The following are a series of notes and musings on the city of Rotterdam, adapted from my daily travelogue.
Rotterdam: dynamic city! vibrant city! Rotterdam: a busy, working-class, city; a city of ports and production; a forward-looking city, a Modern city.
When people told me of Rotterdam, I imagined an amalgam of Berlin, Warsaw, and Shanghai. In my imagination, the place was gritty and lit up at night in a way that made the old Dutch canal towns seem false and phony. I thought of a city of great contemporary architecture, of buildings that jut at odd angles and movie screens on towers playing Blade Runner on repeat.
But the Rotterdam of my imagination I never found. Instead, on a rainy day as I walked from the west of the city down an old tree-lined street, I discovered the end of Rotterdam and the beginning of an unresolved clash. There, at the bomb line, I always turned back, looking for some other center and never finding it.
The city with a hollow center
Rotterdam is a city with a hollow center. Leveled by the Nazis in World War II, the city’s center has since played host to the half-realized dreams of a dozen architects. Modern skyscrapers tower over older, less gleaming skyscrapers, and the effect is something like a modern Chinese boomtown that is neither crumbling nor fascinating. Dutch cities are sometimes grand and sometimes charming, but Rotterdam, the modern city, is neither. It leads from one irresolution to another, and the result is a cold, windswept place that feels dead and empty after dark.
Every so often, at one of the city’s less lustrous modern buildings, there is a photograph of old Rotterdam posted on the wall. These show busy black and white street scenes from the 1930s- a Rotterdam of grand civic architecture, old trams, train stations, and smokestacks. I wonder if the citizens here do not like from time to time imagine a history of that Rotterdam. Would they still be proud?
The cities of the Netherlands with the highest rates of cycling are not always the cities with the best infrastructure. I offer Rotterdam as a case in point. I had not expected much of Rotterdam’s cycling infrastructure. I expected to come into the city’s downtown and be thrown in a frenzy of cars and trams and buses and lights. That did not happen.
Instead, at the grand dull fountain at the Hofplein, an orderly series of lights led me from one separated path to another, and right out of the center again. Rotterdam, in fact, has an excellent cycling infrastructure, if not one of the Netherlands’ best. With its wide streets and sparsely built center, cyclists have the luxury of space and time and order. It has none of the frenzy of Amsterdam or Utrecht. Yet Rotterdam is not a cycling city.

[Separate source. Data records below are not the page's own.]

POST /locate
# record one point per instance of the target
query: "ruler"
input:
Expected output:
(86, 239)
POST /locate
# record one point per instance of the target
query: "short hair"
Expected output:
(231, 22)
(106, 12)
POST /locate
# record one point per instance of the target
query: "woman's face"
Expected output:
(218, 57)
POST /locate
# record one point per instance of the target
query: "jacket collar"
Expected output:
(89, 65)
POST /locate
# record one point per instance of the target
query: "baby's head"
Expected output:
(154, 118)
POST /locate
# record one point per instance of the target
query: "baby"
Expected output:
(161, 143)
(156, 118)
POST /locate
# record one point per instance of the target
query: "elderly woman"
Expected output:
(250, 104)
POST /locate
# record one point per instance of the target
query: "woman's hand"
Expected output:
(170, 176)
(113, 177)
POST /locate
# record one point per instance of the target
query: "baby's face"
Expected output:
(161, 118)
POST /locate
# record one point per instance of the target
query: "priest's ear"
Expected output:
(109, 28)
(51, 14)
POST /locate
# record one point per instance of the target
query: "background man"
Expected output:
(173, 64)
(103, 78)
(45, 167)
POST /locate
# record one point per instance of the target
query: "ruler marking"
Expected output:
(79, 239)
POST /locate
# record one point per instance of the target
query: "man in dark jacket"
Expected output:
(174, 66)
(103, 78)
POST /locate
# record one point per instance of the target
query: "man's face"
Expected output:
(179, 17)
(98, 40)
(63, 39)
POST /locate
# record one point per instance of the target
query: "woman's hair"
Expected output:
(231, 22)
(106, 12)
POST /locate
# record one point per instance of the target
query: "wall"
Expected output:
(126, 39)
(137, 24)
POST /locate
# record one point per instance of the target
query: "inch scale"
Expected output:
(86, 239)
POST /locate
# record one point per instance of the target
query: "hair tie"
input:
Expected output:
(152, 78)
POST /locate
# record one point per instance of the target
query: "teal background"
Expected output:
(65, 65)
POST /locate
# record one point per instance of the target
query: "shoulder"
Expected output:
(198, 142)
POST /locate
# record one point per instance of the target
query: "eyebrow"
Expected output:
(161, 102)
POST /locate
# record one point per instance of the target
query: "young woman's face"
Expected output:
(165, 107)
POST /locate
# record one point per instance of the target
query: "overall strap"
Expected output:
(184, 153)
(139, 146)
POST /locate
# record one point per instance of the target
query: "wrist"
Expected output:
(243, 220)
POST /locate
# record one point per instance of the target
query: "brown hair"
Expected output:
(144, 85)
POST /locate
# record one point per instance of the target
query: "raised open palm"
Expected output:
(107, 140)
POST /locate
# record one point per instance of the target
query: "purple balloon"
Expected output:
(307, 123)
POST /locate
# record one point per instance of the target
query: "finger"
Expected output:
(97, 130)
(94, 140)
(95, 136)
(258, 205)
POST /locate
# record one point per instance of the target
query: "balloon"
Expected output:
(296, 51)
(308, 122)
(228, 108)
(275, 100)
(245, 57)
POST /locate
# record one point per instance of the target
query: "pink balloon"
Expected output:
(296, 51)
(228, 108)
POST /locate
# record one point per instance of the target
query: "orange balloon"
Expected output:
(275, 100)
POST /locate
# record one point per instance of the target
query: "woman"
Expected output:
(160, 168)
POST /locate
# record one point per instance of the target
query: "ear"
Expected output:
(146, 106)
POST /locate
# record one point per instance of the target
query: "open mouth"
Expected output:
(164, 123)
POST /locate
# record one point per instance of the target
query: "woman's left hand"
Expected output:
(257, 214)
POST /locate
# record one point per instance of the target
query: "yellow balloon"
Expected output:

A cycling city is not only a matter of infrastructure, but one of energy as well- bicyclists merging and flowing into one another like the simulation of some strange viscous fluid. There are bicyclists in Rotterdam- lots of them- but their routes are inconspicuous and their travels too far and spread out to seem interesting or alive.
Under the Maas
In the Maas Tunnel, built in the late 1930s and early 1940s, a separate tunnel for bicyclists runs deep below the river. An escalator leads into a tube of warm lights and I spot an old fashioned blue and white sign: Pedestrians Below- the silhouette of a man wearing a top hat walking his little girl to school. The tunnel feels like a descent into baggage claim. In Berlin, they might throw raves down here, but in Rotterdam, it is a thoroughfare from no place to nonplace, a connector to the disconnected.
Infrastructure, I have learned in Rotterdam, does not make a cycling city. A city can have a tremendous network of cycling paths, safe and efficiently constructed, but inspire neither fascination nor glee.
I head from Rotterdam to the city of Schiedam 5 km to the west. The road is windswept and characterless skyscrapers soon become unadorned boxes draped in bank logos. At the end of the road, I come upon a second crossroads, that of Schiedam. I turn into old Schieam and cycle along a quaint canal. No one is in Schiedam, as it has been raining, but the old city has a timeless quality that reminds me of the colonial towns of New England in the fall.
Schiedam feels like a stage set for a Dutch city. It is empty because the actors and actresses have gone home, or are off at some other pub drinking away the evening. People from Rotterdam are disenchanted in Schiedam, I would imagine, because it is a pleasant and quaint, and though it is ordinary and uninteresting, they tire from time to time of being the anomaly- a modern Dutch city- or a city without a heart.